Our experiments are based on Speechbrain toolkit https://github.com/speechbrain/speechbrain. Make sure Speechbrain is installed correctly. But theoretically, with the model structures, any speech-processing toolkit can implement it. (eg. speechbrain/wespeaker/FunASR...)
TDNN_branch.py Transformer_branch.py p_vectors.py
For SpeechBrain, (1) copy TDNN_branch.py, Transformer_branch.py and p_vectors.py into speechbrain/lobes/models/;
(2) modify the 'embedding_model' and 'classifier' in speechbrain/recipes/VoxCeleb/SpeakerRec/hparams/train_ecapa_tdnn.yaml;
(3) run speechbrain/recipes/VoxCeleb/SpeakerRec/train_speaker_embeddings.py
For other toolkits, replace the model.py by TDNN_branch.py/Transformer_branch.py/p_vectors.py.

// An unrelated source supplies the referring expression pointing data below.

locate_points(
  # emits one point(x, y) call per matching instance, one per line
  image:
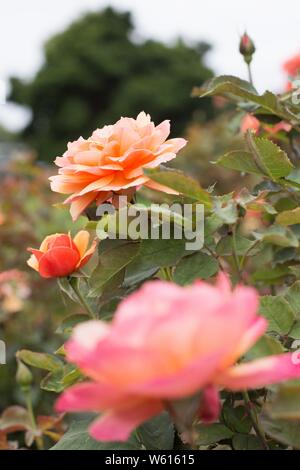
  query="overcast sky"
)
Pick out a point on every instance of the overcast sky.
point(26, 24)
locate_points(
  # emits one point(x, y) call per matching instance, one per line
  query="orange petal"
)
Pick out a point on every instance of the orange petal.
point(58, 262)
point(81, 240)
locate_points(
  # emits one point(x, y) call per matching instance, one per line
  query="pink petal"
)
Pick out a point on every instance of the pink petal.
point(257, 374)
point(184, 382)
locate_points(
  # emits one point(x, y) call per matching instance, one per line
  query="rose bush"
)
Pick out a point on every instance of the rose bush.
point(161, 341)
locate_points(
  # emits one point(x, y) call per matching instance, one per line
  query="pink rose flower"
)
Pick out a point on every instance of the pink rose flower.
point(166, 343)
point(111, 161)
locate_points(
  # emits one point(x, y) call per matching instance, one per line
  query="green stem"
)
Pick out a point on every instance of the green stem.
point(38, 439)
point(255, 422)
point(250, 73)
point(167, 273)
point(74, 284)
point(235, 255)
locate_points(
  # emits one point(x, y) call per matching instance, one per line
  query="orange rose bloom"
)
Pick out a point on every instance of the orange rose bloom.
point(111, 161)
point(60, 255)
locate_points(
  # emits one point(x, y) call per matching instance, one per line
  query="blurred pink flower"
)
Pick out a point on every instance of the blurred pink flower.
point(111, 161)
point(249, 122)
point(166, 343)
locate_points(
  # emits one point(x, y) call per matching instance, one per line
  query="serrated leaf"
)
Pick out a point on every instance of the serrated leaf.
point(195, 266)
point(238, 89)
point(286, 403)
point(182, 183)
point(289, 217)
point(225, 246)
point(111, 262)
point(295, 331)
point(69, 322)
point(286, 432)
point(78, 438)
point(269, 157)
point(160, 253)
point(278, 312)
point(278, 235)
point(293, 297)
point(240, 161)
point(60, 379)
point(40, 360)
point(212, 433)
point(225, 208)
point(237, 419)
point(270, 276)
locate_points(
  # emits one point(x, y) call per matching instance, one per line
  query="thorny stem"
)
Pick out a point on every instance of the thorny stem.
point(167, 273)
point(38, 439)
point(234, 253)
point(74, 284)
point(255, 422)
point(250, 73)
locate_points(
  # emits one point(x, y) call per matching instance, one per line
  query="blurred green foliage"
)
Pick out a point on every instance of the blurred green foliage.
point(30, 307)
point(96, 71)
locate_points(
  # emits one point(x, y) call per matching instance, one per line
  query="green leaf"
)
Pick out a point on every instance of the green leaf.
point(157, 433)
point(182, 183)
point(243, 246)
point(212, 433)
point(240, 161)
point(246, 442)
point(286, 404)
point(236, 418)
point(78, 438)
point(111, 262)
point(225, 208)
point(60, 379)
point(67, 325)
point(40, 360)
point(265, 346)
point(278, 312)
point(195, 266)
point(278, 235)
point(160, 253)
point(270, 275)
point(269, 158)
point(293, 297)
point(289, 217)
point(286, 432)
point(238, 89)
point(295, 331)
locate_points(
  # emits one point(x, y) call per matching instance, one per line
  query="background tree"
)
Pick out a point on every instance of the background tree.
point(94, 72)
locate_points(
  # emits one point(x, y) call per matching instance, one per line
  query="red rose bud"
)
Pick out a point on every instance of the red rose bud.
point(60, 255)
point(247, 48)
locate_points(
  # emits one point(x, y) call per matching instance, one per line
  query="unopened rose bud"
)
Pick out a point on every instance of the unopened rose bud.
point(23, 375)
point(247, 48)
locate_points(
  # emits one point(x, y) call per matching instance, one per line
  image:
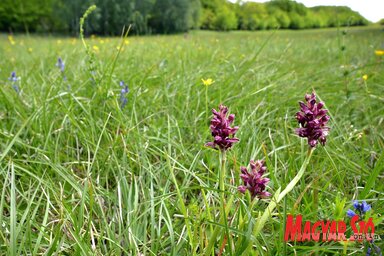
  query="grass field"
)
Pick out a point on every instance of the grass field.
point(82, 176)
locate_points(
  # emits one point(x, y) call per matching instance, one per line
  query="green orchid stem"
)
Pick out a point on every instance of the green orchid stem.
point(279, 196)
point(206, 102)
point(223, 214)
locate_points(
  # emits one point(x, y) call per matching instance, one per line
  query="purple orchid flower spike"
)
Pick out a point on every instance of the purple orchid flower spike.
point(60, 64)
point(123, 94)
point(253, 180)
point(312, 119)
point(14, 79)
point(222, 132)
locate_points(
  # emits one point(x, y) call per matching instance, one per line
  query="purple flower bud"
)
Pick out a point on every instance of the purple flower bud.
point(123, 94)
point(253, 180)
point(60, 64)
point(13, 77)
point(223, 134)
point(312, 119)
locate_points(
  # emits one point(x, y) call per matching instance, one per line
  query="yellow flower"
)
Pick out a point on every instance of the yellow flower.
point(207, 82)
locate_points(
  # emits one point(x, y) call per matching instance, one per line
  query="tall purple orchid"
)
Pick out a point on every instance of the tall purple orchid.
point(313, 119)
point(253, 179)
point(222, 132)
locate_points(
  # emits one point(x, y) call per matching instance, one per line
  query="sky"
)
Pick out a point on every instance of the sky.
point(372, 10)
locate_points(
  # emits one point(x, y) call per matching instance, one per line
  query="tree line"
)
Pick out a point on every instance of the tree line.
point(168, 16)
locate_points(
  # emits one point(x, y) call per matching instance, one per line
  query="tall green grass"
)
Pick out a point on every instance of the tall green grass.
point(81, 176)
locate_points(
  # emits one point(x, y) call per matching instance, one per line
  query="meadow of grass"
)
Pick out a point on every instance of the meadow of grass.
point(79, 175)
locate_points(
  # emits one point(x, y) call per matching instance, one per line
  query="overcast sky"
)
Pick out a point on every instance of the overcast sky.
point(372, 10)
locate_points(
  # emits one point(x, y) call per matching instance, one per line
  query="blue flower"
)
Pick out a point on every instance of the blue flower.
point(123, 94)
point(362, 207)
point(350, 213)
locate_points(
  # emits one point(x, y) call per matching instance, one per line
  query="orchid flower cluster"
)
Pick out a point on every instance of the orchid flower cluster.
point(361, 209)
point(123, 94)
point(312, 118)
point(61, 65)
point(15, 81)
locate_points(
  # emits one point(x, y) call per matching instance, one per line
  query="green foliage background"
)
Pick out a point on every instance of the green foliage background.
point(169, 16)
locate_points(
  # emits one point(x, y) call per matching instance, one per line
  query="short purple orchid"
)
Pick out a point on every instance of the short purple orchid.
point(313, 120)
point(123, 94)
point(15, 80)
point(253, 180)
point(60, 64)
point(222, 132)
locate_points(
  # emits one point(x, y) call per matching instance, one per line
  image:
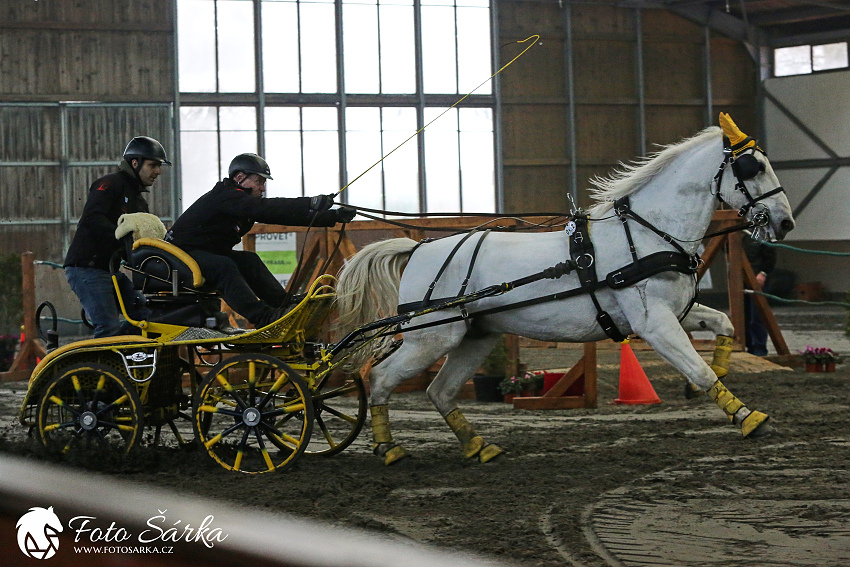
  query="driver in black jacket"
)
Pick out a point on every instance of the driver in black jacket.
point(215, 223)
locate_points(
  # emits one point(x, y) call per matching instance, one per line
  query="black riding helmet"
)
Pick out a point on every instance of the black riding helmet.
point(248, 164)
point(142, 147)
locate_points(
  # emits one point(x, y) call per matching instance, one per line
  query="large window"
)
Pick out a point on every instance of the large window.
point(324, 106)
point(805, 59)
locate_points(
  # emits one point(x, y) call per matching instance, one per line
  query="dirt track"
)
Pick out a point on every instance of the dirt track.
point(672, 483)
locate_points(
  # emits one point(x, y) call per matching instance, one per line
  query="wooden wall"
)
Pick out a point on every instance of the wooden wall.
point(609, 104)
point(107, 51)
point(86, 50)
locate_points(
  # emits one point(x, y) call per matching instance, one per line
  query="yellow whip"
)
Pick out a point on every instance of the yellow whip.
point(505, 66)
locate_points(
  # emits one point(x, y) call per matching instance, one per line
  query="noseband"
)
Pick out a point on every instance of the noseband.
point(745, 167)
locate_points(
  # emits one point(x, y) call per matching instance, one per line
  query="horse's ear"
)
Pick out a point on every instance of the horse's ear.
point(731, 130)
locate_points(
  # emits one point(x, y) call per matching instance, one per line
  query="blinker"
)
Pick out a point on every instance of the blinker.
point(746, 167)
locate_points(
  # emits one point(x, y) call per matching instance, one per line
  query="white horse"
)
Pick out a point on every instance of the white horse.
point(675, 191)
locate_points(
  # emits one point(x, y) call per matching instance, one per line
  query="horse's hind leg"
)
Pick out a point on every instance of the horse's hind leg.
point(657, 324)
point(460, 365)
point(700, 318)
point(411, 359)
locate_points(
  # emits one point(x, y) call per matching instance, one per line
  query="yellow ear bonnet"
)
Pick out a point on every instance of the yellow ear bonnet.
point(731, 131)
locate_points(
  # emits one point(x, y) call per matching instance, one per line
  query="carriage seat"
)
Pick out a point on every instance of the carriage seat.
point(171, 280)
point(160, 266)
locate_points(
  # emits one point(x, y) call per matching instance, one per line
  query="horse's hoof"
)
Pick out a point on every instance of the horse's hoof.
point(692, 391)
point(489, 452)
point(395, 454)
point(473, 446)
point(755, 425)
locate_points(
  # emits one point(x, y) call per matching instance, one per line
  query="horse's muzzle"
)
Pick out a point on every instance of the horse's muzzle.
point(785, 226)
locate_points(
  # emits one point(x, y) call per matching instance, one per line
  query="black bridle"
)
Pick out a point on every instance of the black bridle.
point(745, 167)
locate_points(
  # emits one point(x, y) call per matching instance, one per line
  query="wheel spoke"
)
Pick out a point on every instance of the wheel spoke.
point(294, 407)
point(229, 389)
point(266, 457)
point(339, 414)
point(55, 426)
point(242, 446)
point(325, 431)
point(291, 442)
point(223, 434)
point(75, 381)
point(343, 390)
point(59, 402)
point(252, 380)
point(117, 403)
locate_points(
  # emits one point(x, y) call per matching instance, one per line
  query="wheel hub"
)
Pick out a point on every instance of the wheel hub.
point(251, 417)
point(88, 421)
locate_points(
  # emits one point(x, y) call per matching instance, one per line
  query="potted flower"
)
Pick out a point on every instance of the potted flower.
point(526, 384)
point(532, 383)
point(820, 359)
point(510, 386)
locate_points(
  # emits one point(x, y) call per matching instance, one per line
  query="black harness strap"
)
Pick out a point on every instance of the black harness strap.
point(624, 211)
point(427, 299)
point(465, 283)
point(583, 256)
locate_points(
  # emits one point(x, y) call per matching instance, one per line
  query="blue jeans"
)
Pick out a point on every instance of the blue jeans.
point(96, 293)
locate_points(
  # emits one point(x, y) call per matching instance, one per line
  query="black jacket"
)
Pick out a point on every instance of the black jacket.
point(217, 221)
point(109, 197)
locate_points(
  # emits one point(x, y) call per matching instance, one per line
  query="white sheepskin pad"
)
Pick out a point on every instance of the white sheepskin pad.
point(142, 225)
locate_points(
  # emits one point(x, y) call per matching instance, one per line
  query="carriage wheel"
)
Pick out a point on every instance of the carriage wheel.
point(253, 414)
point(340, 412)
point(90, 406)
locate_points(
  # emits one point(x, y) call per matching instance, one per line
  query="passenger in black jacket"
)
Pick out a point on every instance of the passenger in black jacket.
point(210, 228)
point(87, 262)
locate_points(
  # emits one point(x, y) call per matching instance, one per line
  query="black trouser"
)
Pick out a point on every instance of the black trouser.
point(243, 281)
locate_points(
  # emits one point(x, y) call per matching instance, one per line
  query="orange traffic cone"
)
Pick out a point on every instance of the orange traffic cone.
point(634, 385)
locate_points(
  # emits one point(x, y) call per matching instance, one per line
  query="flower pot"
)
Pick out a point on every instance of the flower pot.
point(487, 388)
point(550, 379)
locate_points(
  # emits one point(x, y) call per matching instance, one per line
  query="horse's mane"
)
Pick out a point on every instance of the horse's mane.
point(629, 177)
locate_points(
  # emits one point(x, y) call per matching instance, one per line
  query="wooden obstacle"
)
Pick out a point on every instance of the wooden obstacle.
point(576, 389)
point(31, 349)
point(740, 275)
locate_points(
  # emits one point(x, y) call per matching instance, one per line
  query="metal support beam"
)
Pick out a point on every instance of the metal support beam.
point(640, 82)
point(571, 107)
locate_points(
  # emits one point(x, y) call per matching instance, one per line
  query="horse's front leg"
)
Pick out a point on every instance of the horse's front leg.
point(419, 351)
point(407, 362)
point(656, 323)
point(460, 365)
point(701, 318)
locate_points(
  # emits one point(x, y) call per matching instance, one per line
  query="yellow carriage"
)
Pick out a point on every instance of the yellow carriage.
point(255, 399)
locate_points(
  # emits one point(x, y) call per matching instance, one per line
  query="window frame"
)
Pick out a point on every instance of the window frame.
point(342, 100)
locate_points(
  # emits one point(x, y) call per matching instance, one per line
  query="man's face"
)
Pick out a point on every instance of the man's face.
point(255, 185)
point(151, 169)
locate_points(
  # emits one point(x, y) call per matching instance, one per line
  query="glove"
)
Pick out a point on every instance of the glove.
point(344, 214)
point(321, 202)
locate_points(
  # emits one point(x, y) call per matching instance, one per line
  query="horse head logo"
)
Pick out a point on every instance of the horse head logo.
point(38, 533)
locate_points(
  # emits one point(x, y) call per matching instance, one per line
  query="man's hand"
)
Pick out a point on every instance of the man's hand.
point(321, 202)
point(344, 214)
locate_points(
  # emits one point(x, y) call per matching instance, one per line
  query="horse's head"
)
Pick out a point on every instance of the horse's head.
point(752, 187)
point(37, 518)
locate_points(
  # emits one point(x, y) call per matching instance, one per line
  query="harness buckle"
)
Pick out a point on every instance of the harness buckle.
point(589, 261)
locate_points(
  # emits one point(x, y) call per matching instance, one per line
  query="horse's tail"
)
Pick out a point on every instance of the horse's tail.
point(367, 290)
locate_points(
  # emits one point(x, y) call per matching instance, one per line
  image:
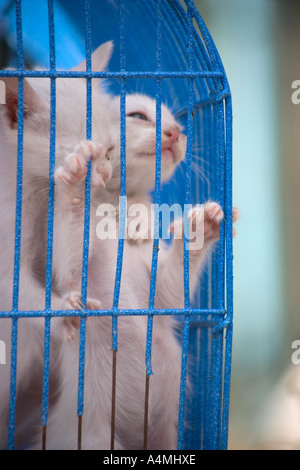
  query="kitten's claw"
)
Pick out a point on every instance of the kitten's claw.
point(72, 324)
point(74, 169)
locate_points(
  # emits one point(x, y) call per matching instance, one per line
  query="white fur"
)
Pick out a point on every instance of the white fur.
point(70, 128)
point(134, 294)
point(72, 152)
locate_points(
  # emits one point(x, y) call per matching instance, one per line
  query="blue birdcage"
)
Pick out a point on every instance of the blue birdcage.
point(162, 48)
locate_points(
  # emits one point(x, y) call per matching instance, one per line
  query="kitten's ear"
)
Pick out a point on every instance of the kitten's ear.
point(100, 58)
point(31, 100)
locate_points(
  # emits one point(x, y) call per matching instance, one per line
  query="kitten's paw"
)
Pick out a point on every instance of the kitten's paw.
point(213, 216)
point(74, 169)
point(72, 324)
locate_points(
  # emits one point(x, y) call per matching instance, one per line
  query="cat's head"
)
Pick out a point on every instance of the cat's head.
point(141, 142)
point(70, 109)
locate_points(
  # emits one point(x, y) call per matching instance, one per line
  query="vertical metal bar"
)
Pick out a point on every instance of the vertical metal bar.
point(205, 355)
point(122, 218)
point(17, 255)
point(157, 200)
point(85, 258)
point(45, 396)
point(186, 326)
point(229, 271)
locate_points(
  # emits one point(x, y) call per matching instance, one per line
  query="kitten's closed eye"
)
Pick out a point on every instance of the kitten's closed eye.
point(138, 116)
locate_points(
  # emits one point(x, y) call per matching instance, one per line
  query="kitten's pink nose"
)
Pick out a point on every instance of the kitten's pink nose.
point(173, 134)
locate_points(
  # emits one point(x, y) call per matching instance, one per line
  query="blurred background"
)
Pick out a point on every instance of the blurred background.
point(259, 44)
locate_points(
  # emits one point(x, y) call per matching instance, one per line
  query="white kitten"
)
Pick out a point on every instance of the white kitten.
point(70, 128)
point(134, 294)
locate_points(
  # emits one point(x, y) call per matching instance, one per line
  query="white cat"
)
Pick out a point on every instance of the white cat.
point(134, 294)
point(70, 128)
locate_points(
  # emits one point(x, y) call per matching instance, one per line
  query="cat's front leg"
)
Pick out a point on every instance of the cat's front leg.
point(72, 324)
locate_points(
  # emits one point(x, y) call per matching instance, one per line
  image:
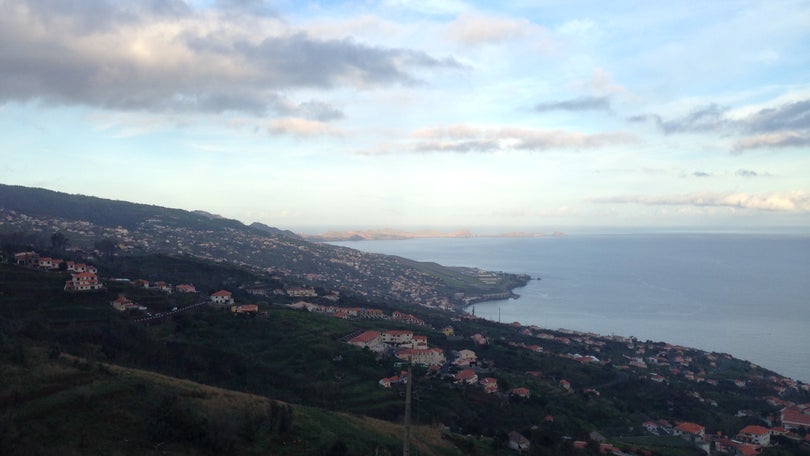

In stage 1, Independently traine TDNN branch and Transformer branch for 24 epochs, respectively.
In stage 2, (1) transfer the pre-trained weights of TDNN and Transformer branches into the p-vector;
(2) freeze those transfered weights (see the details in p_vectors.py );
(3) train the unforzen weights (EAL and the brand new classifier) for 6 epochs.
In stage 3, unfreeze all the weights in p_vectors and train it for 6 epochs.